Perempuan, Kreativitas, dan Ruang Pribadi
Ruang pribadi bagi perempuan adalah kemewahan tersendiri, terlebih bila ia menanggung beban ganda.
“Saya harus merawat anak kecil saya sambil mencari waktu luang menulis,” ujar seorang teman via telepon saat itu.
“Suamiku sedikit patriarkal, sih. Untung saja dia tidak bodoh, karena kalau bodoh, bayangkan!” timpalnya kembali.
Obrolan dengan teman ini sontak membawa ingatan saya pada sebuah diktum masyhur Virigina Woolf dalam A Room of One’s Own, “a woman must have money and a room of her own if she to write fiction”.

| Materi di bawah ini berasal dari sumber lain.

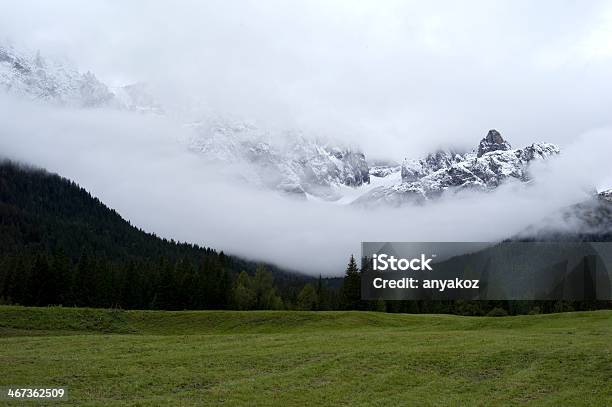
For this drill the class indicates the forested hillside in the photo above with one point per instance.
(60, 245)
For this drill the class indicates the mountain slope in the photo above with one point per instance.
(483, 169)
(60, 245)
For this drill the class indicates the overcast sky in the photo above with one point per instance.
(396, 78)
(393, 76)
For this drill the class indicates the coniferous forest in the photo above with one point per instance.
(61, 246)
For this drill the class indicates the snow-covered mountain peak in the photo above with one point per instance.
(484, 169)
(492, 142)
(32, 76)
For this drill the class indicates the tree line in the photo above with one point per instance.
(61, 246)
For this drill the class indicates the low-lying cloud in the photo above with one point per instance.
(136, 165)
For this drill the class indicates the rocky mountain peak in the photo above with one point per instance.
(492, 142)
(606, 195)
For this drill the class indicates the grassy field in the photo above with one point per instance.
(151, 358)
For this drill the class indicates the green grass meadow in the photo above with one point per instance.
(157, 358)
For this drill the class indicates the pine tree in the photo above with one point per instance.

Dulu, saya kurang begitu paham maksud diktum ruang dan uang tersebut. Apa kaitan keduanya dalam kehidupan konkret seorang perempuan? Saya mungkin mudah membayangkan fungsi uang dan bagaimana ia begitu jemawa dalam harkat hidup kita ini, tapi tidak dengan ruang. Bagi saya, kala itu, ruang hanyalah hal sepele yang mungkin saja tak perlu dirisaukan. Pendeknya, dengan sadar saya ragu diktum tersebut.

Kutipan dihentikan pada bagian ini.